Within a big data environment, these nodes are typically clustered together to provide scale. For example, you might start out with a big data analysis and continue to add more data sources. To accommodate the growth, an organization simply adds more nodes into a cluster so that it can scale out to accommodate growing requirements.
However, it isn’t enough to simply expand the number of nodes in the cluster. Rather, it is important to be able to send part of the big data analysis to different physical environments. Where you send these tasks and how you manage them makes the difference between success and failure.
In some complex situations, you may want to execute many different algorithms in parallel, even within the same cluster, to achieve the speed of analysis required. Why would you execute different big data algorithms in parallel within the same rack? The closer together the distributions of functions are, the faster they can execute.
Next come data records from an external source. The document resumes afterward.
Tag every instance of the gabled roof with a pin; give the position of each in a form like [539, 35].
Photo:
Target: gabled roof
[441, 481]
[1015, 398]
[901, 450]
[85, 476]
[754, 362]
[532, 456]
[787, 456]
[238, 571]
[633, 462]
Although it is possible to distribute big data analysis across networks to take advantage of available capacity, you must do this type of distribution based on requirements for performance. In some situations, the speed of processing takes a back seat. However, in other situations, getting results fast is the requirement. In this situation, you want to make sure that the networking functions are in close proximity to each other.
In general, the big data environment has to be optimized for the type of analytics task. Therefore, scalability is the lynchpin of making big data operate successfully. Although it would be theoretically possible to operate a big data environment within a single large environment, it is not practical.
To understand the needs for scalability in big data, one only has to look at cloud scalability and understand both the requirements and the approach. Like cloud computing, big data requires the inclusion of fast networks and inexpensive clusters of hardware that can be combined in racks to increase performance. These clusters are supported by software automation that enables dynamic scaling and load balancing.
The design and implementations of MapReduce are excellent examples of how distributed computing can make big data operationally visible and affordable. In essence, companies are at one of the unique turning points in computing where technology concepts come together at the right time to solve the right problems. Combining distributed computing, improved hardware systems, and practical solutions such as MapReduce and Hadoop is changing data management in profound ways.